The same principle may apply to agentic AI. Structure and oversight matter. This brings us back to the question: who should regulate these systems?

  • The consumer who uses the AI?
  • The lawyer relying on it to produce an outcome?
  • The client making business decisions based on that outcome?
  • Or the government?

Law firms and legal teams should absolutely use technology to improve efficiency and serve their clients better. But adopting technology blindly—without considering internal processes, return on investment, and long-term implications—is not a sustainable strategy.

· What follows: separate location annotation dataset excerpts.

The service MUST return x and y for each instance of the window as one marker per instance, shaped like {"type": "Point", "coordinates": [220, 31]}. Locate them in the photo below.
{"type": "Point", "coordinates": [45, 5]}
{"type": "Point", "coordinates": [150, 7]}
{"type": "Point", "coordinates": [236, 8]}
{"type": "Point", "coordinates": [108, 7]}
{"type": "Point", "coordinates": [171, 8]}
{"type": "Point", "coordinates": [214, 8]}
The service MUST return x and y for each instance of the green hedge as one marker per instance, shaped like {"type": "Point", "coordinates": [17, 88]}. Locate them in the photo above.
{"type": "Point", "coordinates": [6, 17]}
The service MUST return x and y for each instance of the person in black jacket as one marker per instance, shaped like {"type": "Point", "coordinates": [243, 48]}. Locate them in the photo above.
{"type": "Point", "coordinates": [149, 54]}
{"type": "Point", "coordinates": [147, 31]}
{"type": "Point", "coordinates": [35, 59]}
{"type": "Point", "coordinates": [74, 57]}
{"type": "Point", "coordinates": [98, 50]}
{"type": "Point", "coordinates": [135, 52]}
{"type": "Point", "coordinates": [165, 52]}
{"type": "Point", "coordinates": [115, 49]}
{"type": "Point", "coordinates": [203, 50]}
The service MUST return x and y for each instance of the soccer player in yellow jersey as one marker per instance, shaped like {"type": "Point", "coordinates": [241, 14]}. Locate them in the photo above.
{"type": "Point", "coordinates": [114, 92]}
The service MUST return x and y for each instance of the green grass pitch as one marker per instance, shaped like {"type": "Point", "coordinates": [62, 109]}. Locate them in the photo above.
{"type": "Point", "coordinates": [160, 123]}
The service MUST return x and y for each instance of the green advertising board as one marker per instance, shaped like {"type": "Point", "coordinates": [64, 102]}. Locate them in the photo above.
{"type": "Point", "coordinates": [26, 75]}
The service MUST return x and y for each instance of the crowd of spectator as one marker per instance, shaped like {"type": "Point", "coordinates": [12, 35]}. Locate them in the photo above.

In marketing, narratives are often promoted to create excitement among some audiences and panic among others. The current discussion around Claude Cowork’s legal plugin appears to follow a similar pattern. One narrative suggests that a single legal professional can simply plug in these tools, write prompts, and drastically reduce the size of legal teams. But if anyone can generate legal outputs using agentic AI, then a fundamental question arises: what becomes the value of the lawyer?

Short-term efficiency gains achieved through heavy reliance on AI may weaken the long-term sustainability of legal reasoning, problem-solving, and professional judgment. In my view, accountability and oversight must ultimately come from the users of the technology—the lawyers and organizations choosing to rely on these systems. Whether governments will be able to regulate these technologies effectively is a separate debate.

Lawyers, particularly in competitive environments, may feel pressure to adopt these tools aggressively, often driven by cost-reduction expectations from clients. Clients may argue that if AI is involved, legal services should automatically become cheaper.

But even if agentic AI eventually replaces the repetitive tasks typically assigned to junior associates—such as reviewing hundreds of documents—the learning process should not disappear. Junior lawyers still need to review and draft contracts themselves in order to understand how contracts are structured, which clauses matter, and how risks are identified. That experience is essential for supervising AI tools effectively.

The current excitement around these systems has certainly created a great deal of hype. But perhaps the more useful question is not whether these tools hallucinate like earlier AI systems did. The more practical question is: What should we actually use these tools for?

For example, I sometimes use Grok simply to understand what topics are trending on X (Twitter). I treat that information purely as a marketing signal, not as a source of truth. Similarly, I use Microsoft Copilot—already integrated into my workflow—to automate some email routing tasks. My executive assistant might appreciate that efficiency, but that does not mean I would stop expecting my assistant to review emails carefully and prioritize them appropriately.

Technology can assist human judgment. It should not quietly replace it. And perhaps that is the real answer to the question raised earlier about accountability in the age of agentic AI.

P.S. At the time of writing this article, Claude has dropped significant new features including importing ChatGPT memory of you. The article doesn't touch upon those aspects. In coming posts, I will write about my experience about these new features if I am able to successfully create and run the Agentic.